Treasury Secretary Steven Mnuchin said on Sunday that Trump, in an address to Congress on Tuesday, will preview some elements of his plans to cut taxes for the middle class, simplify the tax system and make U.S. companies more globally competitive.
Some investors are worried, however, that specific economic plans may be scarce and that any impact from reforms are unlikely to be seen anytime soon. Mnuchin said last week that he wanted to pass “significant” tax legislation by August, which is later than many investors had hoped.
Mnuchin “seemed to indicate the details of tax reform will be known probably closer to the latter half of the summer, and we can most likely expect 3 percent growth towards the latter end of 2018,” said Bipan Rai, senior macro strategist at CIBC Capital Markets in Toronto.

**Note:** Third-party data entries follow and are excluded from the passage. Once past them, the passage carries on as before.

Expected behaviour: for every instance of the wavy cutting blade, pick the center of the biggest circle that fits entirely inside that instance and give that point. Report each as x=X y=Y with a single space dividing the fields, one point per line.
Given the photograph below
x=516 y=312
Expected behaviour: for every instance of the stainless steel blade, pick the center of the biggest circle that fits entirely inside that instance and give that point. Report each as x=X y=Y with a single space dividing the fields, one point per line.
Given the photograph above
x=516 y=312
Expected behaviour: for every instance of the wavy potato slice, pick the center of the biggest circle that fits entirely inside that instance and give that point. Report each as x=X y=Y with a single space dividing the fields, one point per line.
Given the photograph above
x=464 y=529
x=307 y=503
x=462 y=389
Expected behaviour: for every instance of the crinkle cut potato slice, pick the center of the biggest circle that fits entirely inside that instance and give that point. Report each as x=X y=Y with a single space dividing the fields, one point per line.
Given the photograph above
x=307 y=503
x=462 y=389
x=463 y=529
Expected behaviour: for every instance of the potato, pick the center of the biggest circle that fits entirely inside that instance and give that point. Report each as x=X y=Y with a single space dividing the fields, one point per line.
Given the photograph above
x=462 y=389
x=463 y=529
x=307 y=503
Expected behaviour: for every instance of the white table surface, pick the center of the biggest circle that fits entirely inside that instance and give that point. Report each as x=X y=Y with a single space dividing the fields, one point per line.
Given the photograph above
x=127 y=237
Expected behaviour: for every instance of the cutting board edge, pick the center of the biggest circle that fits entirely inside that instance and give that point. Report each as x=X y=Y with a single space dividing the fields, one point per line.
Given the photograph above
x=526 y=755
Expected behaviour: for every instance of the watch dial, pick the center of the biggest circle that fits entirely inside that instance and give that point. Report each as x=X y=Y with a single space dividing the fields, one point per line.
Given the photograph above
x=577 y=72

“Both of those are somewhat at odds with what the market was hoping for in terms of near-term growth and more clarity around tax reform sooner rather than later,” Rai said.
The greenback was last up 0.03 percent against a basket of six major currencies at 101.12, after earlier falling to 100.69 .
The dollar dropped 0.27 percent against the euro to $1.0588 and gained 0.51 percent against the yen to 112.75 yen .
With any impact from Trump’s economic policies unlikely to be seen near-term, investors are focused on whether current growth is strong enough to lead the U.S. Fed to raise rates in the near-term.
The dollar reversed earlier weakness on Monday and the Japanese yen weakened as U.S. bond yields rose from more than one-month lows, indicating a perception that a rate hike is more likely in the coming months.
”I’d say the fundamental driver is interest rate differentials,” said Marc Chandler, global head of currency strategy at Brown Brothers Harriman in New York.
Moves between the dollar and yen are the most correlated with the differential between Japan and the U.S.’s 10-year bond yields in over a decade, Chandler noted.